“Fully engaging the arts requires a suspension of our immediate interests and knowledge.” -C.S. Lewis

 

You’re here, and I ask of you to make it to the end of this blog. Not for me, but for the artists in your circle. Do it for your art friends.

Perhaps your friend wrote a book, and you keep telling them you’ll get around to it. Perhaps someone has invited you to an event in which “something always come up.” Perhaps a fellow in your workspace wants some feedback on the project they’ve been into, and you’ve rescheduled 3 times for coffee. Whatever it is, there’s no time for it.

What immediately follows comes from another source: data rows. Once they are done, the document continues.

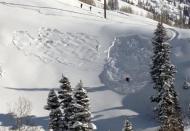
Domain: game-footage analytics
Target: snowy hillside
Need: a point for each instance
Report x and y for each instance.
(42, 39)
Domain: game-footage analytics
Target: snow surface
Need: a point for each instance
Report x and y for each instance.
(42, 39)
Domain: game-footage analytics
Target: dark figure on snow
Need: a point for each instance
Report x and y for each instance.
(81, 5)
(127, 79)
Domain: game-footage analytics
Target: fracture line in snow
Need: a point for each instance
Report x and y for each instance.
(109, 49)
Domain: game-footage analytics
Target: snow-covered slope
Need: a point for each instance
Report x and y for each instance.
(42, 39)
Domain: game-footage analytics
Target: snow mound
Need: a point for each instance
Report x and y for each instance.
(129, 57)
(51, 45)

I do not doubt the importance and relevance of your immediate tasks. There is little time in the day and mental energy dwindles, but allow me this short argument of why you should invest in the work of others with your time:

1.) In order to determine whether the work is legitimate. That being said, it is best not to sit above the prospective work as some more successful, more accomplished being doing a service to peasant local artists. Clear 20 minutes out of the end of your day, or at your lunch, and investigate with an open mind. Empathize with the desire others have to see their work impact people. Let the work change you. Many a time I have been pleasantly surprised by the creative capacity of my peers. Their work in a sense is them. Get to know them better. Then you will recognize if their work is genuine or not.

2.) Working in a vacuum limits our own creative flow. Think of all the things that inspire you. Why not allow some of those inspirations to be your fellow artists? Do not be threatened by either skill or ambitions, even if they may be greater than your own! Instead, absorb them, support them, and give credit where credit is due. Ironically, supporting the work of others may intern benefit your own.

3.) Art is relational. Communities are unconsciously refined by good art. We are impacted by the works of others everyday, so get in on some of that community with some local art friends. Show your support by learning their projects in little ways, ANYWAY YOU CAN. Don’t be so quick to judge their work, just as you would not wish a person would quickly judge you. Build something together.

With every push, there is a pull, so allow me one final counter point for the sake of rational. If you abandon your work ENTIRELY for the support of others you are doing an injustice to yourself.  There is a balance to be found. Unfortunately, If I took it upon myself personally to engage in every influence I’ve been offered, then I would have no real time to also create. Sometimes you must say no. The barrage of influences begin to diminish in their return if you never have time to put them into action with your own creation.

All in All, support the work of others, and allow yourself to be impacted by their work. You’ll be a stronger, more well-fueled creative for it. Thank you for reading.